Comprehensive data protection for all workloads
Post Reply
jtupeck
Enthusiast
Posts: 76
Liked: 22 times
Joined: Aug 27, 2013 3:44 pm
Full Name: Jason Tupeck
Contact:

Backup Copy Job Processing - CPU Usage on Target Repo Causes Crash

Post by jtupeck »

I have a customer using an S3260 (Windows Server 2016) as a target repo for Backup Jobs and then another S3260 offsite in an annex building connected via 10G fiber as a target for Backup Copy Jobs. Each S3260 has been carved into two volumes and added to a SOBR for each respective site. Everything has been working well for quite some time, but the engineer showed me something I wasn’t sure how to explain, which left me a little perplexed and concerned. Backup jobs work quite well, with CPU consumption on the production site S3260 being relatively balanced and throughput reaching 1-2GBps at times, but the offsite repo’s CPU does not fare well at all. CPU0 spikes to 100% usage and causes the machine to become unresponsive, if he does not throttle the bandwidth to the repo. All other CPU cores are relatively unused.

Essentially, through trial and error he has found that he needs to throttle the network traffic to the offsite repository to ~225 MB/s in order to keep the target repository server from going offline. It appears that, even though it has multiple cores, CPU0 gets hammered during Backup Copy Jobs and eventually will tip the system over. It is my understanding that Backup Copy Jobs are now multithreaded and should be pushing multiple streams to the target repo, which we would anticipate could/would be load balanced for CPU consumption on the target end. The job window definitely shows ‘throttling’ as the bottleneck and 225MBps is only ~1.7 Gbps by my calculations, which means they are leaving a heap of bandwidth on the table when it comes to getting their backups offsite and would like to eek as much performance out of this setup as possible.

With it being a CPU core issue when network traffic is high, I thought maybe it would have something to do with Receive Side Scaling on the target device, but according to documentation that setting is on by default in a standalone S3260 setup, such as this one. We are going to confirm this tomorrow when working with them again, but I was hoping someone on the forums might have seen/heard of something similar and knew of a potential fix, or if this is expected behavior with a backup copy job target. Perhaps it’s even just a Windows issue where it’s not using additional cores for additional network streams? Hoping someone can help us to determine how to balance the incoming network traffic handling across more CPU and get these guys working with a bit more performance.

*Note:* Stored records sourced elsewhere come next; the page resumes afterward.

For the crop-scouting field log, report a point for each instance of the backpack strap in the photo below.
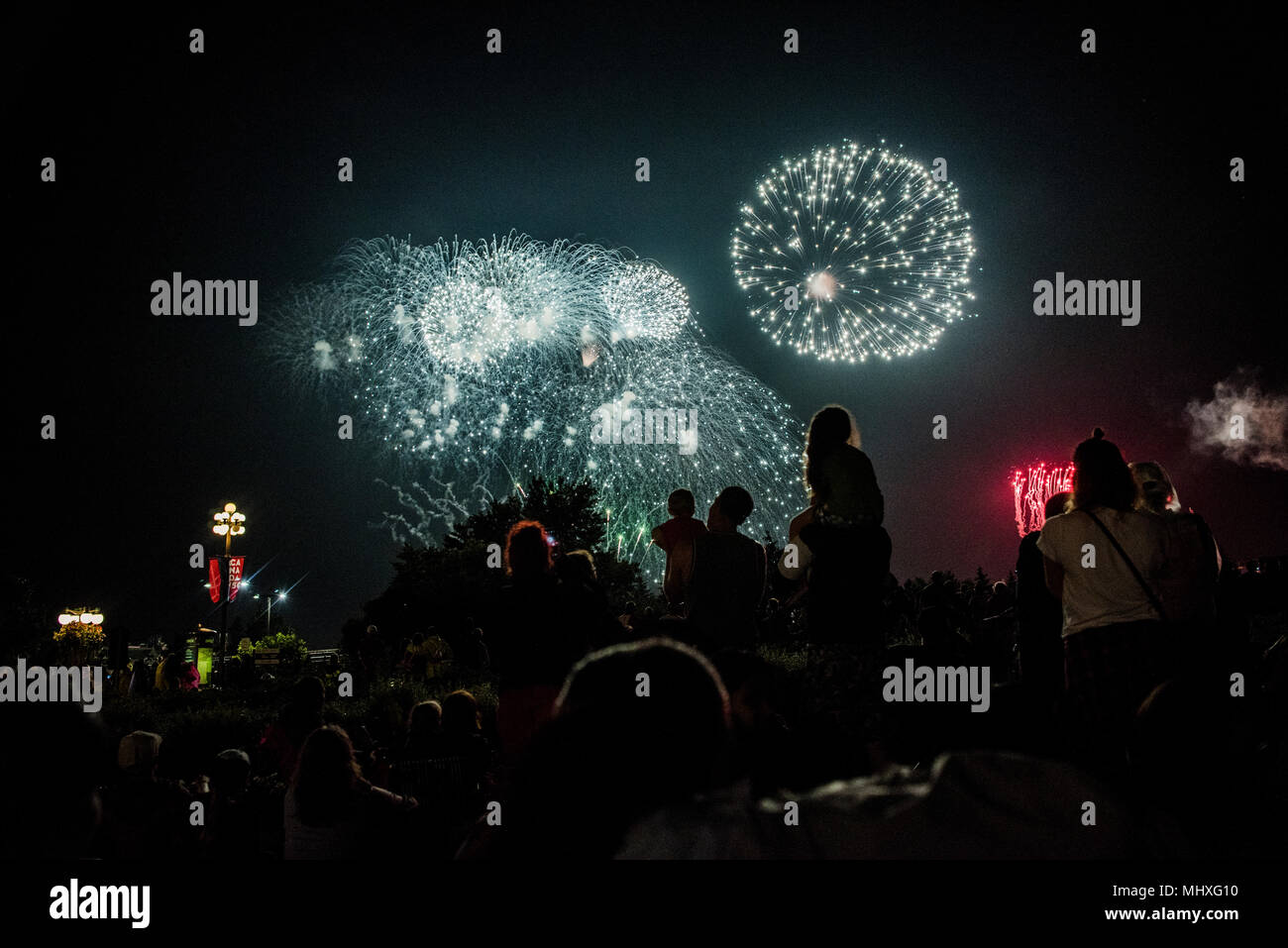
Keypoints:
(1153, 599)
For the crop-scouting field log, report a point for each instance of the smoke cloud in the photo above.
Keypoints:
(1243, 423)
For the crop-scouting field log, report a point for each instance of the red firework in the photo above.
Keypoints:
(1033, 485)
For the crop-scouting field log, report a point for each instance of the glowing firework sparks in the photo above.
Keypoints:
(1031, 488)
(482, 365)
(854, 252)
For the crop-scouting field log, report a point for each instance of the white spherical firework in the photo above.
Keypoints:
(645, 301)
(482, 365)
(850, 252)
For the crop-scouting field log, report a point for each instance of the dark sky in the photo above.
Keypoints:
(223, 165)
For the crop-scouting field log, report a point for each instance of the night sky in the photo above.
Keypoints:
(223, 165)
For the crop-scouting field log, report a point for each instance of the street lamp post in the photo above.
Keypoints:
(228, 524)
(269, 597)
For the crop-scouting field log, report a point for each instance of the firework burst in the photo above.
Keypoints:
(850, 252)
(481, 365)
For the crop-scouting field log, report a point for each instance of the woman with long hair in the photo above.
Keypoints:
(1103, 561)
(842, 552)
(331, 810)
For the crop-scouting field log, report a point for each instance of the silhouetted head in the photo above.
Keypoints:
(1155, 488)
(831, 427)
(527, 550)
(325, 777)
(424, 719)
(729, 509)
(460, 714)
(576, 567)
(231, 772)
(1100, 475)
(681, 502)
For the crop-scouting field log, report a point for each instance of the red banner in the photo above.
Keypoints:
(235, 565)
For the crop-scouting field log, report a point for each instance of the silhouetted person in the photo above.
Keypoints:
(1188, 583)
(844, 554)
(424, 727)
(728, 576)
(533, 640)
(331, 811)
(145, 817)
(1041, 617)
(610, 755)
(1103, 559)
(300, 716)
(675, 539)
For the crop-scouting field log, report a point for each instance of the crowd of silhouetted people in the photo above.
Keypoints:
(1122, 673)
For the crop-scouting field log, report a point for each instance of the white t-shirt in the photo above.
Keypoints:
(1107, 592)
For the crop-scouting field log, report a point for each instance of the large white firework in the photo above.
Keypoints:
(851, 252)
(484, 364)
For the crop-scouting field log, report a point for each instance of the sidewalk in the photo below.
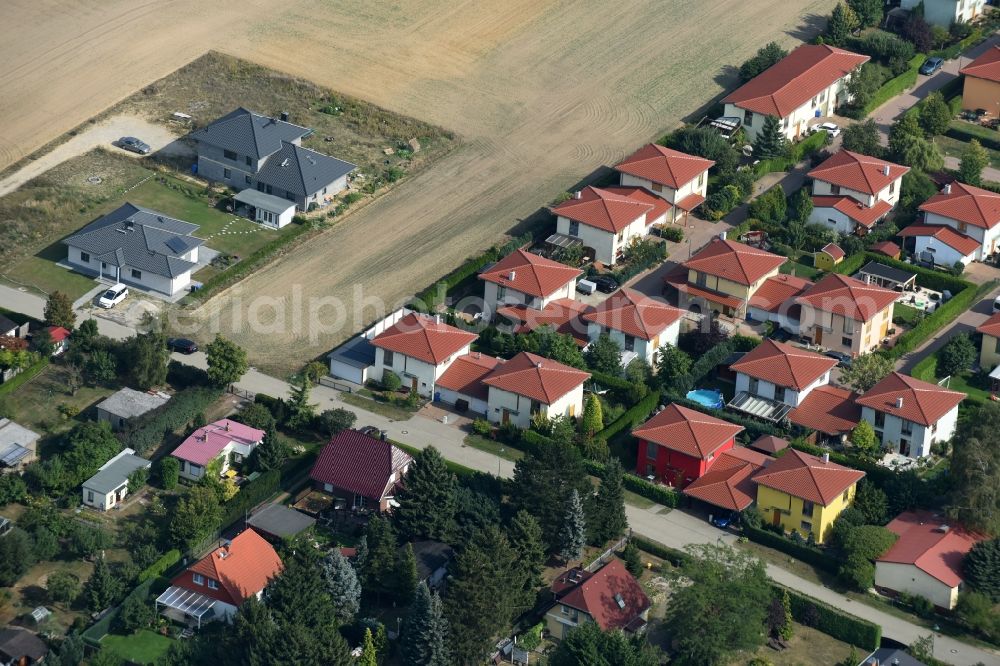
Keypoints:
(673, 528)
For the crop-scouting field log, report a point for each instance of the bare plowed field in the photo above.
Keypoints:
(541, 93)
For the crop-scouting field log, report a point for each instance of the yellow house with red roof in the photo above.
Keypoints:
(805, 493)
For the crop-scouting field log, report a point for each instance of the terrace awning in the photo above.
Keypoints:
(191, 604)
(762, 408)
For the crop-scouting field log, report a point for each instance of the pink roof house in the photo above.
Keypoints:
(225, 439)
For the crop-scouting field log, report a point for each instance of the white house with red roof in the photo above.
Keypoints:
(678, 445)
(225, 440)
(214, 587)
(970, 211)
(808, 83)
(845, 314)
(926, 560)
(607, 219)
(723, 277)
(526, 279)
(852, 192)
(909, 414)
(361, 470)
(639, 324)
(679, 178)
(780, 373)
(419, 348)
(529, 384)
(610, 596)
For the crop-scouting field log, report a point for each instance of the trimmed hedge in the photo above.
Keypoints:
(803, 552)
(149, 430)
(157, 568)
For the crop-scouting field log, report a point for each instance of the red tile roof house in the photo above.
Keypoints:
(639, 324)
(778, 376)
(909, 415)
(225, 440)
(852, 192)
(610, 596)
(723, 277)
(530, 384)
(845, 314)
(360, 469)
(679, 445)
(970, 211)
(678, 178)
(926, 560)
(606, 220)
(215, 586)
(419, 348)
(525, 279)
(808, 83)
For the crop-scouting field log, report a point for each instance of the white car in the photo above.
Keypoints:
(831, 129)
(113, 296)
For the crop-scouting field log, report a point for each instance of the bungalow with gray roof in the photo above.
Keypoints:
(137, 246)
(246, 150)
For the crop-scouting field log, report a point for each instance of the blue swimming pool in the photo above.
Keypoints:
(706, 397)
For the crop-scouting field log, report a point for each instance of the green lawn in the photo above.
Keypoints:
(142, 647)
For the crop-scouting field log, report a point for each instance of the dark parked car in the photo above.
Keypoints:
(182, 345)
(931, 65)
(605, 283)
(134, 145)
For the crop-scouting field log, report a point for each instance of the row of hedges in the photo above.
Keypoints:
(433, 296)
(183, 407)
(160, 566)
(800, 551)
(805, 609)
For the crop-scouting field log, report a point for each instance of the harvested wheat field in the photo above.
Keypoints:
(540, 93)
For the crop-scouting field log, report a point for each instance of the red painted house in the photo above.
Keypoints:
(678, 445)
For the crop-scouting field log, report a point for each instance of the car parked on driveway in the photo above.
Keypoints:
(182, 345)
(113, 296)
(931, 66)
(134, 145)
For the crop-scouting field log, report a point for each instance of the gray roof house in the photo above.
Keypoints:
(119, 408)
(109, 486)
(246, 150)
(17, 445)
(137, 246)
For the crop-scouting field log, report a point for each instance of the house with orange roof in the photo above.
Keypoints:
(526, 279)
(678, 178)
(808, 83)
(723, 277)
(805, 493)
(971, 211)
(909, 415)
(419, 348)
(926, 560)
(609, 596)
(639, 324)
(214, 587)
(989, 349)
(608, 219)
(845, 314)
(529, 384)
(679, 445)
(852, 192)
(981, 88)
(774, 377)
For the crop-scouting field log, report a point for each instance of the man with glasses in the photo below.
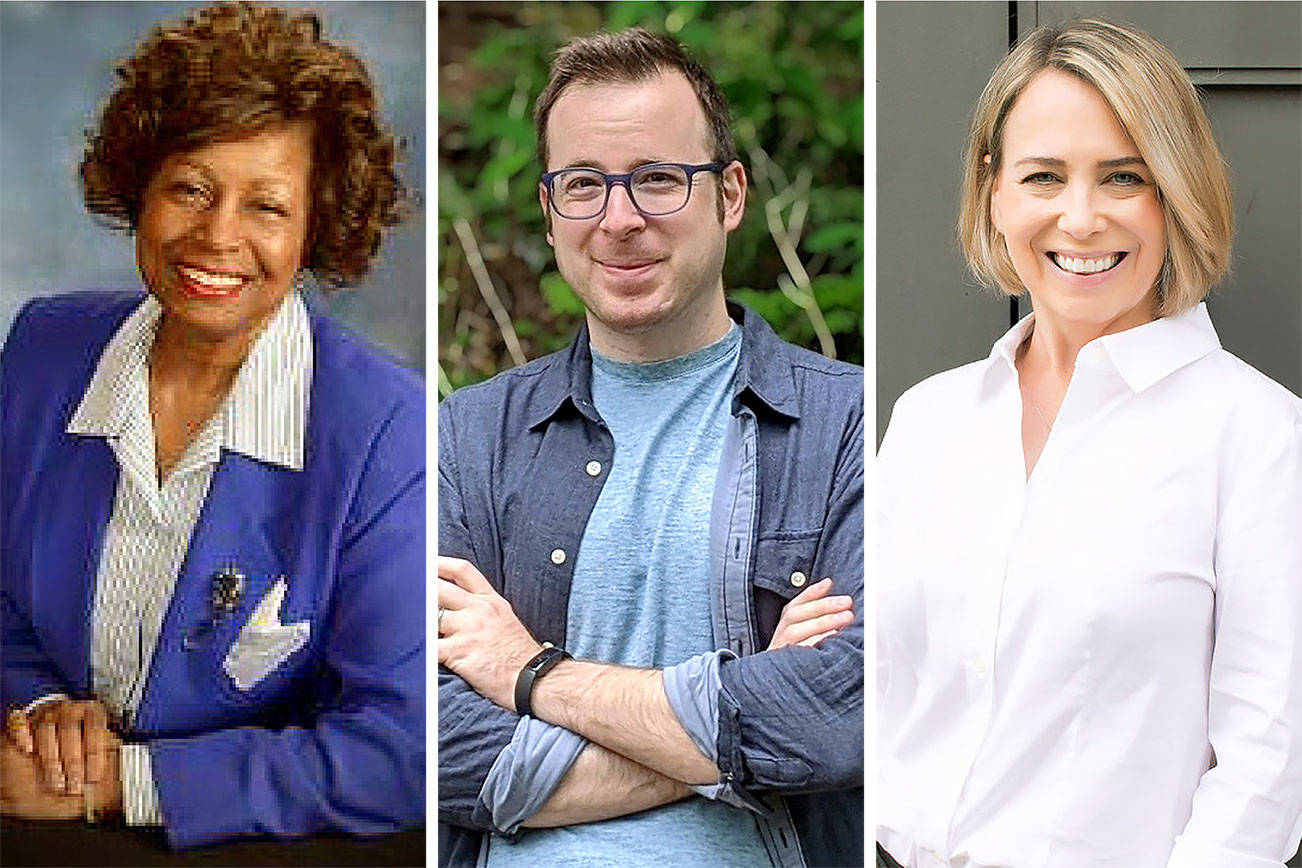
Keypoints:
(642, 657)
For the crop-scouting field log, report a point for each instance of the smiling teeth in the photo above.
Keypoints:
(1086, 266)
(208, 279)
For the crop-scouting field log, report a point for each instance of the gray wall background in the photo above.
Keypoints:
(934, 60)
(56, 72)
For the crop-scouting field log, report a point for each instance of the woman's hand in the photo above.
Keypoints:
(811, 616)
(24, 794)
(69, 742)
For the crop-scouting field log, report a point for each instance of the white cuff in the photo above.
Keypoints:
(139, 797)
(41, 700)
(1189, 853)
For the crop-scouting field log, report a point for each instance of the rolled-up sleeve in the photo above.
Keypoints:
(792, 720)
(1247, 808)
(471, 730)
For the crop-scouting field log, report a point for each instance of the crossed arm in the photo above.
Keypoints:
(638, 754)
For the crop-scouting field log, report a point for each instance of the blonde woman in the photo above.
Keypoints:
(1090, 561)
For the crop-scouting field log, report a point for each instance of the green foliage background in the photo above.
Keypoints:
(793, 76)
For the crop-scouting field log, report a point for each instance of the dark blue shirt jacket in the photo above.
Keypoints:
(789, 497)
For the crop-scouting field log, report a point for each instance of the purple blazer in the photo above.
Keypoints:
(331, 739)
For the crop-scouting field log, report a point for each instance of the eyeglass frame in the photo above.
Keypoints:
(692, 169)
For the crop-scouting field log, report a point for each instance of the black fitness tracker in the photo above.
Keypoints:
(533, 670)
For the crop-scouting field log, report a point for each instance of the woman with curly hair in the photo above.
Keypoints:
(212, 500)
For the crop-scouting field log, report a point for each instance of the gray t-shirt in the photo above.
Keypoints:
(641, 592)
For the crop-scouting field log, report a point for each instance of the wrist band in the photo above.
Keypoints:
(533, 670)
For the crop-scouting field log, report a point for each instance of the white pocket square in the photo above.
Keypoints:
(264, 642)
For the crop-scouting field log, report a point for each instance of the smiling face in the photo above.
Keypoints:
(223, 230)
(652, 285)
(1078, 210)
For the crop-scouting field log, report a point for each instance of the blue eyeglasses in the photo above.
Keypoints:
(656, 189)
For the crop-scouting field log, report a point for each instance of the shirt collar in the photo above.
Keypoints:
(266, 414)
(763, 374)
(1142, 355)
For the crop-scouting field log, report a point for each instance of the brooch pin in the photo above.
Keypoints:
(228, 584)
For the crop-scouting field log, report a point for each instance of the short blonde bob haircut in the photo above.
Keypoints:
(1158, 107)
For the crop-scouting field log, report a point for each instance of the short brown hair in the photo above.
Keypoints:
(633, 55)
(1158, 107)
(235, 69)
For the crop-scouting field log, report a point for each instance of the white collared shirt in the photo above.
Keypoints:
(263, 417)
(1059, 656)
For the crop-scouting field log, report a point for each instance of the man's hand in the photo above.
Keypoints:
(811, 616)
(479, 635)
(69, 739)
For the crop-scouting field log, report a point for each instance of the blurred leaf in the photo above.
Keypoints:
(835, 237)
(559, 296)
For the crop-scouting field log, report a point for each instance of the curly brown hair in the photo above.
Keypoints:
(233, 69)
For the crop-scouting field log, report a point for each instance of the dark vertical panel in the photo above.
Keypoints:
(1246, 59)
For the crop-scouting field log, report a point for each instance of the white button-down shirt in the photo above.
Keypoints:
(263, 417)
(1061, 657)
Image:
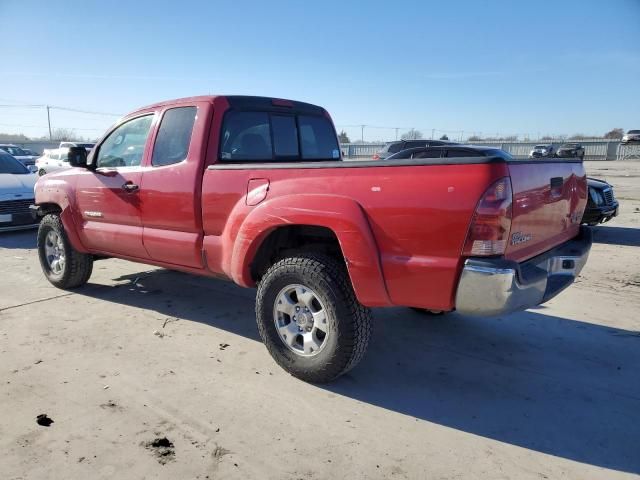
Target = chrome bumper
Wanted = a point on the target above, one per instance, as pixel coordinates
(490, 287)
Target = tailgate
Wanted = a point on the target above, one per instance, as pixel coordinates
(549, 198)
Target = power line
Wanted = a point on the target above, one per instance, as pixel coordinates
(67, 109)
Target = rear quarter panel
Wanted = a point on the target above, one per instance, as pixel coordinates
(418, 215)
(549, 216)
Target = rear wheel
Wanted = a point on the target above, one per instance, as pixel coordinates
(63, 266)
(309, 318)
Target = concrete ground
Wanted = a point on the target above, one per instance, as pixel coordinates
(141, 354)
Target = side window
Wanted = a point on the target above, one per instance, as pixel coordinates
(285, 136)
(405, 154)
(428, 153)
(246, 136)
(274, 136)
(461, 152)
(174, 136)
(414, 144)
(395, 147)
(318, 138)
(124, 147)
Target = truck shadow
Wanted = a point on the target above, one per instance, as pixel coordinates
(617, 235)
(22, 239)
(561, 387)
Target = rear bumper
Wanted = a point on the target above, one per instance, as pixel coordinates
(490, 287)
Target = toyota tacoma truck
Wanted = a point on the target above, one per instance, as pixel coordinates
(255, 190)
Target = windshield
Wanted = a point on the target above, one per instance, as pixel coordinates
(10, 165)
(14, 151)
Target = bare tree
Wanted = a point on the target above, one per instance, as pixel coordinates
(615, 134)
(63, 134)
(412, 134)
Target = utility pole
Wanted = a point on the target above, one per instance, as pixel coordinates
(49, 122)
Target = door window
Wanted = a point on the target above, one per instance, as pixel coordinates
(428, 153)
(124, 147)
(174, 136)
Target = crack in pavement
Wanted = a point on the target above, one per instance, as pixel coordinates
(35, 301)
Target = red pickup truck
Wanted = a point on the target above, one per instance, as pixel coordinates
(254, 190)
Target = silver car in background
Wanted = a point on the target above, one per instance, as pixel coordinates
(19, 154)
(542, 151)
(16, 194)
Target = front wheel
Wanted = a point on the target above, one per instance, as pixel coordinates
(309, 318)
(63, 266)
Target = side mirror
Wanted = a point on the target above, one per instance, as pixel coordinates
(77, 157)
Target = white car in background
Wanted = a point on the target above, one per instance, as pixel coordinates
(53, 160)
(16, 194)
(18, 153)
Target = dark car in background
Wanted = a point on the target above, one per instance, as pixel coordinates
(570, 150)
(392, 148)
(602, 205)
(632, 136)
(450, 151)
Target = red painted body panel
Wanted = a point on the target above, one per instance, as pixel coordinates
(550, 216)
(418, 217)
(401, 228)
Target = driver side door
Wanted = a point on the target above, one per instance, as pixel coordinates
(108, 197)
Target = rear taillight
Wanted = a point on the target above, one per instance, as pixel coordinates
(491, 222)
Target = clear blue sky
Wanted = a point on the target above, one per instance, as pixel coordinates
(479, 66)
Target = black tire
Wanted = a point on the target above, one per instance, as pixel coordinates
(77, 266)
(349, 322)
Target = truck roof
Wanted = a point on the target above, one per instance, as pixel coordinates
(242, 102)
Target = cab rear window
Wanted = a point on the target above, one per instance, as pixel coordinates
(277, 137)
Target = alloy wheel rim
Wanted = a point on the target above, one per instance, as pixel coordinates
(54, 252)
(301, 320)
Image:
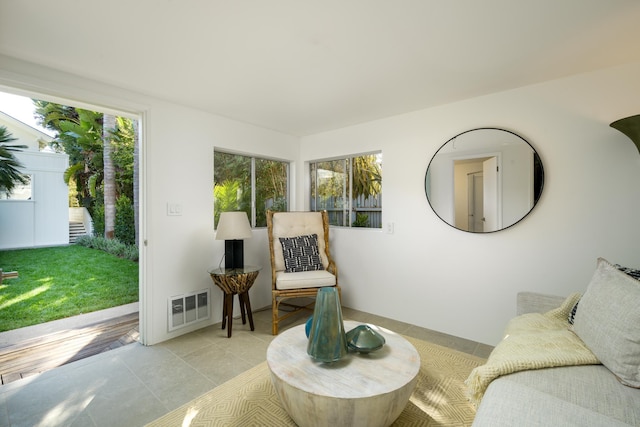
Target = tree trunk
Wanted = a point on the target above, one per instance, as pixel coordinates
(109, 124)
(136, 179)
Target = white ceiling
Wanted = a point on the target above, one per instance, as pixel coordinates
(303, 67)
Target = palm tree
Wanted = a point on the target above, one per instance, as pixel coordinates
(9, 172)
(109, 180)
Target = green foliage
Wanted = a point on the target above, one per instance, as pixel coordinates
(9, 165)
(225, 198)
(362, 220)
(367, 176)
(58, 282)
(98, 219)
(125, 221)
(111, 246)
(79, 133)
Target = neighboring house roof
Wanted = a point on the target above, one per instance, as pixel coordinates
(25, 134)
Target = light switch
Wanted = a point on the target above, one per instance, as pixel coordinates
(174, 209)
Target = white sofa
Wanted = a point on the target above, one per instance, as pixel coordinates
(586, 395)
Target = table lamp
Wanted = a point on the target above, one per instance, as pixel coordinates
(232, 228)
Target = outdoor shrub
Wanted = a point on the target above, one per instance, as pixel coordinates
(362, 220)
(125, 222)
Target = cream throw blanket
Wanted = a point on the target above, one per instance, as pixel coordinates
(532, 341)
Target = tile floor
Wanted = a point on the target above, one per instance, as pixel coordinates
(133, 385)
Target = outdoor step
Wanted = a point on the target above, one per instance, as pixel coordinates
(35, 355)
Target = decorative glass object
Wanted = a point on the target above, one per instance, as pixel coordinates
(327, 338)
(364, 339)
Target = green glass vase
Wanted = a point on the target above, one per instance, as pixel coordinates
(327, 338)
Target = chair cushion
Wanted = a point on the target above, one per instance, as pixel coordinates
(293, 224)
(301, 253)
(304, 279)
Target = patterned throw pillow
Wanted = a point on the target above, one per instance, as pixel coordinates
(572, 315)
(301, 253)
(608, 321)
(629, 271)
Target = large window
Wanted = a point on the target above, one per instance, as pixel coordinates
(249, 184)
(350, 189)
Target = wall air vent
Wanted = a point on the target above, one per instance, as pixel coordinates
(189, 308)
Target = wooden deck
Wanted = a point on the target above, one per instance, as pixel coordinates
(36, 355)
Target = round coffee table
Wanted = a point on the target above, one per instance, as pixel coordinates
(358, 390)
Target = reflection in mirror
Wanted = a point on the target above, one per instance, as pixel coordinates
(484, 180)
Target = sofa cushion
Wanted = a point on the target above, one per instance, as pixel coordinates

Thanks in advance for anything you can suggest to help!
HannesK
Product Manager
Posts: 14322
Liked: 2890 times
Joined: Sep 01, 2014 11:46 am
Full Name: Hannes Kasparick
Location: Austria
Contact:

Re: Backup Copy Job Processing - CPU Usage on Target Repo Causes Crash

Post by HannesK »

Hello,
as you mention RSS... I remember from tests results some years ago, that Receive Side Scaling should be enabled on Cisco S3260 systems.

10 Gbit/s should be no problem for a fully loaded S3260.

Best regards,
Hannes
jtupeck
Enthusiast
Posts: 76
Liked: 22 times
Joined: Aug 27, 2013 3:44 pm
Full Name: Jason Tupeck
Contact:

Re: Backup Copy Job Processing - CPU Usage on Target Repo Causes Crash

Post by jtupeck »

Thank you, Hannes. We will be jumping into the customer's environment in about an hour and will check on the RSS setting then. I'll update again when I know more, but I really hope it's that easy of a fix. Thanks for the reply!
nitramd
Veteran
Posts: 297
Liked: 85 times
Joined: Feb 16, 2017 8:05 pm
Contact:

Re: Backup Copy Job Processing - CPU Usage on Target Repo Causes Crash

Post by nitramd » 2 people like this post

Hello Jason.

I can attest to Hannes's comment 10Gbs is not a problem for a fully loaded 3260 - I have several of these in prod, they don't break a sweat CPU-wise. I'm throwing hundreds of GBs at them and they gleefully ask for more.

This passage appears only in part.